The footsteps creaked closer, and as they did, the silhouette vanished from the window’s moonlight. All that remained of it now was sounds it made. I listened intently to the burdensome echoes of boots on hardwood and the heavy scratching of coarse fabric being dragged across the floor.
ho Ho hO.
He was close. So close. I slammed my eyes shut, waiting for the inevitable, waiting to die. Warm piss spilled down my leg, and my face screwed up as I fell to my knees, bawling on the floor. “Please,” I begged. “I’m a good man! I told you — please!”
The rumble of footfalls stopped, and in their place came the sound of rustling fabric, like somebody opening a sack.
“NiCe, yOu sAy?”
A dim light formed, radiating out of a burlap bag some five feet away. Behind its glow, I could make out a white, singed beard hanging over a red suit. The Sleigh Father’s face was otherwise indiscernible amidst the suffocating shadow, save for one dancing speck of light.
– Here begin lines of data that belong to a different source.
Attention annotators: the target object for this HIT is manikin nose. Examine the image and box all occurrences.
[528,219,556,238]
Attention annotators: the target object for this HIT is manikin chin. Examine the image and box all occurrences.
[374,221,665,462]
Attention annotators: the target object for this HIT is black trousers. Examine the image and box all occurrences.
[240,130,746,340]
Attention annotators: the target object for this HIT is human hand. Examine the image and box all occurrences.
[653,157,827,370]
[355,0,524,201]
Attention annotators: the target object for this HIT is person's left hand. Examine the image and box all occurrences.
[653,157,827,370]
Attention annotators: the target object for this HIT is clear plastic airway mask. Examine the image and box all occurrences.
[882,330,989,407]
“WoULd yOu LiKe a GiFt?” he asked.
My mind raced. Was there anything in the mythology that warned against accepting gifts? I couldn’t recall. “Yes,” I hazarded, in a small voice. “Yes, please.” It seemed unwise to refuse the creature.
hO ho Ho.
A massive, red-jacketed arm reached into the burlap sack. My eyes widened in horror as I realized the sack was moving. Kicking. Like there was something alive inside of it. Muffled screams followed, and the great arm pulled back, clutching a man by his long, blonde hair. The man thrashed and whimpered. Tears soaked his pale face.
Our eyes connected, mine and the man’s, and something ran through me. It was a feeling I’d never experienced before, a mixture of dark excitement and absolute loathing.
“You,” I said slowly.
The light from the sack was dim, but to the man, it was all he had known. It took a moment for his eyes to adjust to the heavy darkness of the cabin, and as they did, he peered toward me, eyelids pinched together to discern the voice speaking to him.
“Who’s there?” he whimpered.
I gazed forward in stunned silence. Was this real? There was no way. He dangled in the Sleigh Father’s grasp like the finest Christmas present I’d ever seen.
“Hello?” his voice called. “Please, I have resources — more than you could imagine! I’m a powerful man in government! Just get me the hell out of here, and I’ll give you whatever you want.” His voice turned weak, broken. “Please… please get me out of here. I have a family.”
I opened my mouth, but if words were there, I didn’t speak them. No. It seemed wasteful, at this moment, to reply so thoughtlessly. This moment necessitated careful words and a measured tone. It required my best.
“NauGhtY,” the Sleigh Father hummed. “So, sO NaUgHty.”
I found myself nodding along. Yes, the man was naughty. The worst. He was an abomination, fit for disposal. He’d doubted me — made a mockery of me, and torn apart the life I’d so carefully built.
“Donovan,” I said, doing my best to keep my voice level. “Donovan Reid, isn’t it?”
The light was faint. So faint. In spite of it though, I could see Mr. Reid had finally realized who I was, whether because his eyes had adjusted or he recognized my voice. Perhaps a combination of the two. His expression fell.
“That voice…You used to work for me,” he choked out. “Didn’t you?”
I gazed at him, something horrible growing inside of me. It ate up all of my fear, my regret, my rage and it left only hunger in their wake—a desperate desire for retribution.